In general, where a dispute exists between a union and an employer, the union is entitled to call out on strike all its members employed by that employer wherever they may be so as to bring the full might of its members to bear on the employer in order to pressurize him to agree to the union's demands. This is one of the benefits which a union has in mind when it recruits members, namely that the more members it has the stronger its muscle will be. To say that a union may not resort to calling out on strike all its members employed by an employer against whom it has a dispute so as to end the dispute is to deny it one of its very important weapons. For a conclusion to that effect to be arrived at there would have to be an express or necessarily implied provision in the Act either taking away such a right or limiting such a right. In the new Act generally and chapter IV in particular including s 64 which grants 'every employee' the right to strike and s 65 which deals with limitations on the right to strike I am unable to find such a provision and I was not referred to any.

Furthermore, I cannot see what a union would be expected to do if it wished to ensure that participation in the same strike by its members employed by the same employer in other branches on the same dispute remained a protected strike even though the issue in dispute might be said to directly effect only those members of the  union in a particular branch. The only thing I can think of is that it should have listed in the conciliation board application all those members. That is in my view too technical and is not required by the statute. The applicant's argument, if taken to its logical conclusion, would mean that where the issue in dispute directly affects only two employees then those are the only two members that a union can call out on strike. To take this a step further, if a dispute only affects one member of a union (and if it is a dispute of interest) and therefore cannot be referred to arbitration or to this court, then the union cannot call a strike over that issue  - because one person cannot strike since a strike is a collective action. That, with respect, cannot be correct.

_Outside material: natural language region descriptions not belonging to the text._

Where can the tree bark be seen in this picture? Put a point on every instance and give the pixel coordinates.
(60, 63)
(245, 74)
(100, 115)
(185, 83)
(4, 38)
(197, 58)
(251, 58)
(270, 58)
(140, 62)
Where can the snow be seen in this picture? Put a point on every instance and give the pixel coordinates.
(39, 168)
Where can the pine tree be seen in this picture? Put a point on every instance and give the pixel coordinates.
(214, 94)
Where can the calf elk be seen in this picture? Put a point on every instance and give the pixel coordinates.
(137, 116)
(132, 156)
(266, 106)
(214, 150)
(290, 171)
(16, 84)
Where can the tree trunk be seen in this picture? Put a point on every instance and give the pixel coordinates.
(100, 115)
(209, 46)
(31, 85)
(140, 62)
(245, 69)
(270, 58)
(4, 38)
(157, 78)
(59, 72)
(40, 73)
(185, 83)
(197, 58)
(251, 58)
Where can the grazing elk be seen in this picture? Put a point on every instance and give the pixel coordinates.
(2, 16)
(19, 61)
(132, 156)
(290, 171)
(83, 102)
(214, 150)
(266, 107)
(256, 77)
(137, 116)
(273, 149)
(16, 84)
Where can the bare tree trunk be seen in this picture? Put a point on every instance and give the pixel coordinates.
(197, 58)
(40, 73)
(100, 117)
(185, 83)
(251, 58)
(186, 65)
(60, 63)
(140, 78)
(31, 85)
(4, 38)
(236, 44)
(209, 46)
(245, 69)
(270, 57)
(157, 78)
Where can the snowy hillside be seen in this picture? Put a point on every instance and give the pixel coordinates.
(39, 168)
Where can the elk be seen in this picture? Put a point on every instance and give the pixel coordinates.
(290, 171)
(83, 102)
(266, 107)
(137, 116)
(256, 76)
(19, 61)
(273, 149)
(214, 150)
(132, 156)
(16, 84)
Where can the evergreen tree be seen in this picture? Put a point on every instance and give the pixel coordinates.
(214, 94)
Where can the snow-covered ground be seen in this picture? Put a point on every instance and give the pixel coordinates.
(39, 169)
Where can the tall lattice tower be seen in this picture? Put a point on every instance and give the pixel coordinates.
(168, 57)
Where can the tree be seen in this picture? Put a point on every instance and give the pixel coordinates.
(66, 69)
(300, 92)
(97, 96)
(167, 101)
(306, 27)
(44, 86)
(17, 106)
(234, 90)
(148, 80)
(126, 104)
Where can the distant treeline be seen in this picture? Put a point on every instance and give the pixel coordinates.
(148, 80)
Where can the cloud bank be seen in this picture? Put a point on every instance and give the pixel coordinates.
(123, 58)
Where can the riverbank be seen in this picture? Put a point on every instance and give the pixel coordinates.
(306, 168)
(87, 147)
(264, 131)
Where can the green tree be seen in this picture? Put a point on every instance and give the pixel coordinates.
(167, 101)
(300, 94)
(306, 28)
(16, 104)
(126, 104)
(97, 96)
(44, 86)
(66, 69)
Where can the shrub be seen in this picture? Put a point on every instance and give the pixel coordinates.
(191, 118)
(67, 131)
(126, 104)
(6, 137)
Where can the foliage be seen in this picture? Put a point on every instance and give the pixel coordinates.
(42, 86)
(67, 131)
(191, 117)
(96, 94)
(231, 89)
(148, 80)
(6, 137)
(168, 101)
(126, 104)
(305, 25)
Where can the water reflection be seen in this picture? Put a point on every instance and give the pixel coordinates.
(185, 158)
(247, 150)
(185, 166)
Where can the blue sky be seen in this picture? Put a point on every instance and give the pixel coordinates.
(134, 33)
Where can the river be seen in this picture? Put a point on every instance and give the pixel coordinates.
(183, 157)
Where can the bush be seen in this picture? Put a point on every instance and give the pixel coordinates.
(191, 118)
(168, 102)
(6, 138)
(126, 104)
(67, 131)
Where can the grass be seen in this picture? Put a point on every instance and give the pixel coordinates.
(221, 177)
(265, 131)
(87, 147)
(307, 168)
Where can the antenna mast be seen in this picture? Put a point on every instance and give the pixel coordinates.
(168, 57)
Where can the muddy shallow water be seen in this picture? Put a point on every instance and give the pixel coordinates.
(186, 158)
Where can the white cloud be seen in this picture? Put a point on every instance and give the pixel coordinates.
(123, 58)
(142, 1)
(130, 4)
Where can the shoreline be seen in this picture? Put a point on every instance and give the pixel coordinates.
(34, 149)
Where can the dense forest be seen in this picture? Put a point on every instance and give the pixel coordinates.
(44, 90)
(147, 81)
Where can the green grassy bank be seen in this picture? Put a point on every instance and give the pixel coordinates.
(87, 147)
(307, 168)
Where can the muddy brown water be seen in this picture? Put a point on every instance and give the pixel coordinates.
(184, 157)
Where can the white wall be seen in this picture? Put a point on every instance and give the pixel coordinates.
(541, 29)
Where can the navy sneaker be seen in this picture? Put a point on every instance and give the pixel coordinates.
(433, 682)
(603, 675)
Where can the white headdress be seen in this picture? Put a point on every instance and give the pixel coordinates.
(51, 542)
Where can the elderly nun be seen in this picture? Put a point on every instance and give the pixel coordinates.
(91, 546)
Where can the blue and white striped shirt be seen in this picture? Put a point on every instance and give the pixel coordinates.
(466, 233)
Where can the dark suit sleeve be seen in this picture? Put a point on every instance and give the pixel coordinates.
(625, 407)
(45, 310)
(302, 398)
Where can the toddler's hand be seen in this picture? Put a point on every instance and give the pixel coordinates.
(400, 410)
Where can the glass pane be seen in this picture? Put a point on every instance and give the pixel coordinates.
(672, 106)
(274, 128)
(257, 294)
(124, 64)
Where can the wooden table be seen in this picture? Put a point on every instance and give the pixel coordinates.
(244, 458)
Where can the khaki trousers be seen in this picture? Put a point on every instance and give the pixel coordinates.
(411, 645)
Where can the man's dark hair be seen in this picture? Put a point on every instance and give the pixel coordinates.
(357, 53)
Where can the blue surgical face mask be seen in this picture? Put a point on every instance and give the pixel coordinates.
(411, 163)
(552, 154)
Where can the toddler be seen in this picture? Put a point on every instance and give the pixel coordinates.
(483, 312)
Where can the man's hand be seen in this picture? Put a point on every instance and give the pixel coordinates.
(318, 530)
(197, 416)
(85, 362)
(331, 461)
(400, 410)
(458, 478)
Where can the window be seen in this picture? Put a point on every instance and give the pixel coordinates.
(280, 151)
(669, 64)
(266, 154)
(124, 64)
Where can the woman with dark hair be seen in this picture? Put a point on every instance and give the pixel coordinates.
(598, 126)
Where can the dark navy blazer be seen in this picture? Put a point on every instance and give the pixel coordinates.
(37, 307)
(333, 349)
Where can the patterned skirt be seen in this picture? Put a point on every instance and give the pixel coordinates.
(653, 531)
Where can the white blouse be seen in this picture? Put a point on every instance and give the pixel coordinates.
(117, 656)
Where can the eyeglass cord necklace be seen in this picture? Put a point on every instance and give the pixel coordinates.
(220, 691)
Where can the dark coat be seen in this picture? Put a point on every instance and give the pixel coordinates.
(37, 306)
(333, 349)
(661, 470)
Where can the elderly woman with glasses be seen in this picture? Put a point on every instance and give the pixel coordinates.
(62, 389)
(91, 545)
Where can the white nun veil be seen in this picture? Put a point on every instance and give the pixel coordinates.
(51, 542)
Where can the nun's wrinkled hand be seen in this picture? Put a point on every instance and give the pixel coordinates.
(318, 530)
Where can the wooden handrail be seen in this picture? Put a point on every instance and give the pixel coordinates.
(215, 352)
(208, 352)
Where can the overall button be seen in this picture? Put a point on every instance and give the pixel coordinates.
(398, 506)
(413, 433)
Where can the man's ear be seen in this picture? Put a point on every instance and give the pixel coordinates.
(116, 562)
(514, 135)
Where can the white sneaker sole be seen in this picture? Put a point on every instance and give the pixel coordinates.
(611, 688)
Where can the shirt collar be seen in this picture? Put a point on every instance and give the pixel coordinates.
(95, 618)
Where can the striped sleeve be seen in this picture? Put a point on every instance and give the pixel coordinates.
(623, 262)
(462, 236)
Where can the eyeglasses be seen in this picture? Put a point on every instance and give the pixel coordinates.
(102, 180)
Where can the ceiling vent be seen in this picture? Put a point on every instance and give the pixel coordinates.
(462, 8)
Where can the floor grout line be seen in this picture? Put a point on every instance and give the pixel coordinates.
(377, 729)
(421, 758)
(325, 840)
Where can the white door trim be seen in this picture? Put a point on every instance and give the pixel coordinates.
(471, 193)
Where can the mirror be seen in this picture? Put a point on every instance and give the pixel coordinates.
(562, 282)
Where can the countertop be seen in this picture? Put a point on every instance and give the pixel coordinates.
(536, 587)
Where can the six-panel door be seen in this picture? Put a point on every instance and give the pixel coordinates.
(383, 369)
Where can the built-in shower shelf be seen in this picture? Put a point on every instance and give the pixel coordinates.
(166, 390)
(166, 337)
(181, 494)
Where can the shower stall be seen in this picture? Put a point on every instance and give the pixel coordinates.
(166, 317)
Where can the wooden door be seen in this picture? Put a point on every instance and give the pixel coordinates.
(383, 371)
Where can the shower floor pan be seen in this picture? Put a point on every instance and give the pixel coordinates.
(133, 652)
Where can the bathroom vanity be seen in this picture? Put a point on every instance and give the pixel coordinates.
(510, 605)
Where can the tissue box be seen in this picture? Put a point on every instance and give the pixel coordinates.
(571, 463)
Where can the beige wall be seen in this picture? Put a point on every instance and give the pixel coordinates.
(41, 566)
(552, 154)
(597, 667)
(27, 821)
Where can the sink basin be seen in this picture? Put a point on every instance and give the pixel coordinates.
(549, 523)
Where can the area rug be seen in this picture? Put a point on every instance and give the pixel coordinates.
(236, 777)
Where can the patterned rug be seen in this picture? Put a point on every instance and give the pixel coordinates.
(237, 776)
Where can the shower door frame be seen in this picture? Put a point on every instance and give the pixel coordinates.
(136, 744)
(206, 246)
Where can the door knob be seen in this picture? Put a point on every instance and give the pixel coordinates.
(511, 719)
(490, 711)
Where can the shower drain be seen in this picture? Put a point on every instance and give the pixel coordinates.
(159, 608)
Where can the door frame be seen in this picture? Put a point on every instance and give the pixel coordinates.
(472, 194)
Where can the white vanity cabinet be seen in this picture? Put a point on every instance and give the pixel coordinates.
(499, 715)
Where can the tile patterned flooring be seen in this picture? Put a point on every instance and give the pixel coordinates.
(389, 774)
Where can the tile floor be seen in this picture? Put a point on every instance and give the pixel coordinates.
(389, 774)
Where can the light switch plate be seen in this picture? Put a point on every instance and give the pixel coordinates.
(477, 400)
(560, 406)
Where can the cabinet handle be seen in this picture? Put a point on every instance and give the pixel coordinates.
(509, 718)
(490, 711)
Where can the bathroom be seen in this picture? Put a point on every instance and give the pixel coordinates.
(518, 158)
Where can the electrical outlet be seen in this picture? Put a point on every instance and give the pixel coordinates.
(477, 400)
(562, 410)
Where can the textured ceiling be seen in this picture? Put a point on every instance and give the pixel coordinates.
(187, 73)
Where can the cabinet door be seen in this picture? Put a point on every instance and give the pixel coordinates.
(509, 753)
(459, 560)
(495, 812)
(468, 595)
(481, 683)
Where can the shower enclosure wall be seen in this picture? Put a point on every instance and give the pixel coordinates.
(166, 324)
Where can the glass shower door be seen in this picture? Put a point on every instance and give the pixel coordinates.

In the circumstances it appears that the strike engaged in by the employee respondents and called by SACWU in other branches of the applicant is not, on the information before me, a secondary strike and, for that reason I cannot interdict it on any basis that is applicable only to secondary strikes. Also I am not satisfied that the strike (which, as I have said, is a primary strike) is one which is unprotected in the sense that it does not comply with the requirements of the Act. In the circumstances the applicant's application falls to be dismissed, and, it is so ordered.